Politique, religion et agriculture occupent une place importante dans les pages de l'auteur. Entendue comme telle, il s'agit d'une affaire d'hommes, où les gentilhommes russes échangent leurs points de vue sur le sujet, ce qui peut être assez barbant pour le lecteur du 21ème siècle, surtout s'il ne sait pas grand chose du contexte historique de la période (la sympathisance avec les Serbes, etc...).

Une grande partie du roman est consacrée à la condition paysanne. Au travers des yeux de Levine, on sent se brosser l'idéologie bolchévique, par la remise en cause du système aristocratique et de son égalitarisme injustifiable. Etrangement, cette prise de conscience semble échapper aux paysans, pris en otage par leur propre condition, laissant volontairement les capacités de réflexion à la classe dirigeante. D'ailleurs, si les appellations princes et princesses sont très courantes, à aucun moment il n'est fait mention du Tzar dans ces 1000 pages.

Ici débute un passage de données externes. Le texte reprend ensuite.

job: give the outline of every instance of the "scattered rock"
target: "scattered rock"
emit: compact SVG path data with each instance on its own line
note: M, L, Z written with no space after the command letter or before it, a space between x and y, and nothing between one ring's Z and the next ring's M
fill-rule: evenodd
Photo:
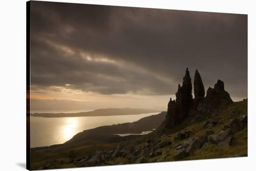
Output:
M162 158L161 158L156 160L156 161L155 162L161 162L164 161L166 160L166 158L167 157L169 156L169 155L170 155L170 154L168 154L168 153L165 154Z
M209 143L206 143L203 145L202 147L202 148L207 148L209 146L209 145L210 145Z
M75 158L77 155L77 153L73 150L69 151L67 152L67 156L70 158Z
M149 157L150 158L155 158L156 156L155 154L153 152L151 152L149 153Z
M211 120L211 124L212 124L214 125L216 125L219 121L219 119L216 117L214 117Z
M194 141L194 138L193 137L191 137L189 138L187 140L185 141L183 144L183 147L186 148L189 145L192 143Z
M210 135L209 140L211 143L217 145L232 135L233 132L230 129L222 130L216 134Z
M200 148L202 146L203 146L205 143L207 143L208 142L208 138L207 138L207 136L205 135L200 136L199 137L199 138L198 138L198 140L200 142L200 144L201 144Z
M121 150L121 147L120 146L117 146L115 149L115 151L112 154L112 158L116 158L120 154L120 150Z
M158 146L160 148L162 148L166 145L170 145L171 144L172 144L172 142L170 141L169 139L167 139L165 141L164 141L162 143L158 144Z
M180 160L183 158L187 157L189 154L186 151L185 149L179 150L176 154L175 154L173 157L175 160Z
M146 142L147 142L147 143L151 143L151 142L152 142L152 140L151 139L148 139L147 140L147 141L146 141Z
M136 161L135 163L148 163L148 161L144 156L141 156Z
M218 144L218 146L224 147L229 147L229 146L231 145L232 141L233 138L231 136L229 137L224 141Z
M141 153L141 151L139 150L136 150L135 151L134 151L133 154L135 156L138 155Z
M201 142L199 138L195 139L186 148L186 152L190 153L195 149L199 149L201 147Z
M247 124L248 123L248 116L247 115L244 116L241 119L241 122L243 124L243 125L245 126L246 126L247 125Z
M205 135L208 136L208 135L212 135L214 133L214 131L212 130L206 130L205 132Z
M130 151L124 148L120 150L120 153L123 157L128 157L131 154Z
M186 131L184 133L184 138L187 139L189 138L189 136L192 135L192 132L190 131Z
M130 155L129 155L128 157L128 159L129 159L129 161L134 161L135 159L135 156L134 156L132 154L131 154Z
M231 130L234 133L242 131L244 127L243 123L238 119L233 120L230 125Z
M156 153L155 154L156 154L156 156L162 156L162 151L161 151L161 150L159 150L159 151L156 151Z
M229 126L225 125L224 126L224 128L222 129L223 131L227 130L228 129L230 129L230 127Z
M177 132L175 134L175 141L181 141L185 139L185 135L182 133Z

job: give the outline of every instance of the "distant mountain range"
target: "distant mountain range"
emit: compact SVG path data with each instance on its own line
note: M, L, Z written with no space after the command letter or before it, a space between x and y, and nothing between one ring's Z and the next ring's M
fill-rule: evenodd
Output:
M85 116L104 116L137 115L142 113L148 113L159 112L151 109L125 108L107 108L95 110L93 111L78 113L35 113L30 116L44 118L78 117Z

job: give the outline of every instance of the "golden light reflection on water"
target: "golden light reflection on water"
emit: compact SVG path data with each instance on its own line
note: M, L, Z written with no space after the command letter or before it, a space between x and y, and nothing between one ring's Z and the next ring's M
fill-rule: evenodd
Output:
M67 118L66 124L62 131L63 138L67 141L74 135L75 130L77 126L77 119L73 118Z

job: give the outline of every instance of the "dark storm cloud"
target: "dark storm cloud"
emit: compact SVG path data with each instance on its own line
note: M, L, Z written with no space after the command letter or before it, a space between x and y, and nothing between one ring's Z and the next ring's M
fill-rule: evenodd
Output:
M247 96L245 15L33 2L32 83L173 94L186 67Z

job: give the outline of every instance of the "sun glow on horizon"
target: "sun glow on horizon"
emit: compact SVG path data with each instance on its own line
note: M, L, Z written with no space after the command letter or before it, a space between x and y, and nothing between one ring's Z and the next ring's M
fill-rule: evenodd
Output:
M63 129L63 138L67 141L70 139L75 134L75 130L77 126L77 122L75 118L68 118Z

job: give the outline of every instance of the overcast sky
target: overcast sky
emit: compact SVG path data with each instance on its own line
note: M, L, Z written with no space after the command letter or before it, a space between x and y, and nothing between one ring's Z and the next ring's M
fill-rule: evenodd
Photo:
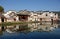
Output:
M49 10L60 11L60 0L0 0L0 5L8 10Z

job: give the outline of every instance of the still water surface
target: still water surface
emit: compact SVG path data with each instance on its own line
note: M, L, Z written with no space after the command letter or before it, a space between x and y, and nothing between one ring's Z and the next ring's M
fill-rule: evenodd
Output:
M0 39L60 39L60 25L30 23L0 26Z

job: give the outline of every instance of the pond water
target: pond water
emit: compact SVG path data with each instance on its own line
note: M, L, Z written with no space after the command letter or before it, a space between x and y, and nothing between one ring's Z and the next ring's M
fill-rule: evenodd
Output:
M0 39L60 39L60 24L30 23L0 26Z

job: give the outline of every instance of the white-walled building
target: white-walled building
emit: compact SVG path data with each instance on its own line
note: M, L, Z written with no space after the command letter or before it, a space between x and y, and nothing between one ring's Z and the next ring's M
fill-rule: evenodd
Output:
M32 12L27 10L21 10L19 12L16 11L8 11L4 16L4 22L14 22L14 21L57 21L58 14L53 12ZM1 22L0 15L0 22Z

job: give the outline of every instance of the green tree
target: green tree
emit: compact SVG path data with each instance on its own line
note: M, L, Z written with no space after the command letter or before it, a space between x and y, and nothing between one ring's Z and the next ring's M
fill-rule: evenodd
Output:
M4 8L0 6L0 14L2 14L3 12L4 12Z

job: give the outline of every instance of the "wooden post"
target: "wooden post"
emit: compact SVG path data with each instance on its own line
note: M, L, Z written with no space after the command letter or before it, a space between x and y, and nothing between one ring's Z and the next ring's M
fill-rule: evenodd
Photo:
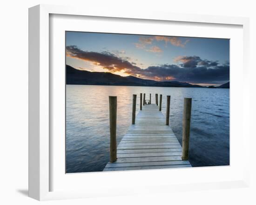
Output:
M142 110L142 93L141 93L141 99L140 99L140 100L141 100L141 107L140 107L140 109L141 109L141 110Z
M167 100L166 102L166 120L165 124L169 125L169 118L170 117L170 102L171 101L171 96L167 96Z
M133 96L133 116L132 120L132 124L134 125L135 124L135 114L136 113L136 98L137 98L137 95L134 95Z
M109 96L109 126L110 129L110 162L116 161L116 96Z
M160 100L159 102L159 111L162 110L162 95L160 94Z
M190 132L190 119L191 116L192 98L184 98L184 111L183 113L183 128L182 140L182 160L189 159L189 134Z

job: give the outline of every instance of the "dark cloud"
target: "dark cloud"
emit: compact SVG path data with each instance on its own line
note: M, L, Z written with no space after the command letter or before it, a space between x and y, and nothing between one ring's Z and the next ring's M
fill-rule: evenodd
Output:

Le roman se conclue par une tirade sur la foi religieuse, souvent repoussée et méprisée en tant que doctrine au cours des événements. Une quête de sens et des réflexions assez peu pourvues de sens pour le lecteur du 21ème, qui aura bien du mal à se reconnaitre, ayant appris a se construire autrement. 

Tolstoï dépeint l'amour sous toutes ses formes, avec une mise en lumière sur la femme et sa capacité d'amour, de folie, de sacrifice et bien plus, signant là une oeuvre intensément riche en émotions. Emportée par la beauté de leurs prénoms russes, sans basculer dans le coup de coeur, j’ai bien aimé mes (nombreuses) heures passées en la compagnie de Kostia, Stepan, Alexis, Daria, Kitty (Ekatérina), Serioja et Anna et me suis laissée emportée par le sort de ses personnages, leur naïveté, leurs désillusions, leur lutte pour ne pas sombrer, du temps où le divorce faisait grincer des dents.





l'auteur


Léon Tolstoï (1828-1910), fils de bonne famille issu de l'aristocratie russe désargentée, nait avec un physique ingrat et une sensibilité exacerbée. Revêche, sombre et orageux, il décide très jeune que la gloire seule sera le but de sa vie. Descendant d'une grande lignée de personnages importants (dont Mamaï Khan, le puissant commandant Mongol), en politique comme en littérature, Tolstoï s'enrôle dans l'armée et s'illustre par son héroïsme au cours des guerres du Caucase et de Crimée.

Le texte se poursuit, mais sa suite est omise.